= Melchior Franck =

German composer

Melchior Franck (c. 1579 - 1 June 1639) was a German composer of the late Renaissance and early Baroque eras. He was a hugely prolific composer of Lutheran church music, especially motets, and assisted in bringing the stylistic innovations of the Venetian School north across the Alps into Germany.

==Life==
Details of his early life are sparse, as is common for composers of the time. He was born in Zittau, and possibly studied with Christoph Demantius there, and also later with Adam Gumpelzhaimer in Augsburg. By 1601 Franck was in Nuremberg, as a music teacher; there he met Hans Leo Hassler, and learned from him both the Venetian polychoral style and the polyphonic style of the high Renaissance, both of which he incorporated into his own composition.

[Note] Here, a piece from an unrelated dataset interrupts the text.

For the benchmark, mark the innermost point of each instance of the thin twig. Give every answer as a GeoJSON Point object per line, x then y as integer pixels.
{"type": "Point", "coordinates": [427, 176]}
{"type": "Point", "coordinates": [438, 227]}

In 1602 he took a position as Kapellmeister in Coburg to Prince Johann Casimir, and he remained in Coburg for the rest of his life. For the earlier portion of this time, the situation was ideal for him; he was supported by his patron, and had the resources necessary to carry on his composing. The Thirty Years' War devastated the region around Coburg; in addition to the military depredations, typhus brought by the armies depopulated the entire region and ruined the economy. Franck was able to make a living throughout this period as a musician, unlike his contemporary at Halle, Samuel Scheidt, who lost his Kapellmeister post. Franck's wife and two of his children died.

==Works==
Franck was a popular composer, and wrote an enormous amount of music, including more than 40 books of motets for a total of over 600 motets alone; in addition he wrote secular songs, including quodlibets, psalm settings, bicinia, tricinia, instrumental dances and numerous miscellaneous pieces.

His motets are varied in style. Many are chorale motets, an exclusively Protestant variation of the motet, and these are written in German. Almost all use the late Renaissance idiom of Lassus, with carefully controlled dissonance and smoothly flowing polyphony. Some are simple and homophonic, and pay unusually close attention to text setting (this was also a trend in the music of the concurrent Catholic Counter-Reformation, and represented a reaction against the music of the previous generations). Others are written in the polychoral style related to the Venetian practice, with the important difference that there is no spatial separation of the choirs: the antiphonal parts are all within the group. However the most unusual is a collection from 1602 called Contrapuncti, which are early examples of fugues. They are strictly contrapuntal, and include real answers; occasionally the points of imitation use stretto. Each successive point of imitation uses as its text the successive verse of the chorale being set.

Even though most of his motets use frankly Renaissance contrapuntal idiom, he often used the basso continuo, a relatively recent innovation of the early Baroque, and also used instrumental doublings of the vocal parts.

Franck was a conservative composer who was contemporary with the more famous, and much more progressive, Heinrich Schütz; however his works were popular and often reprinted during his lifetime.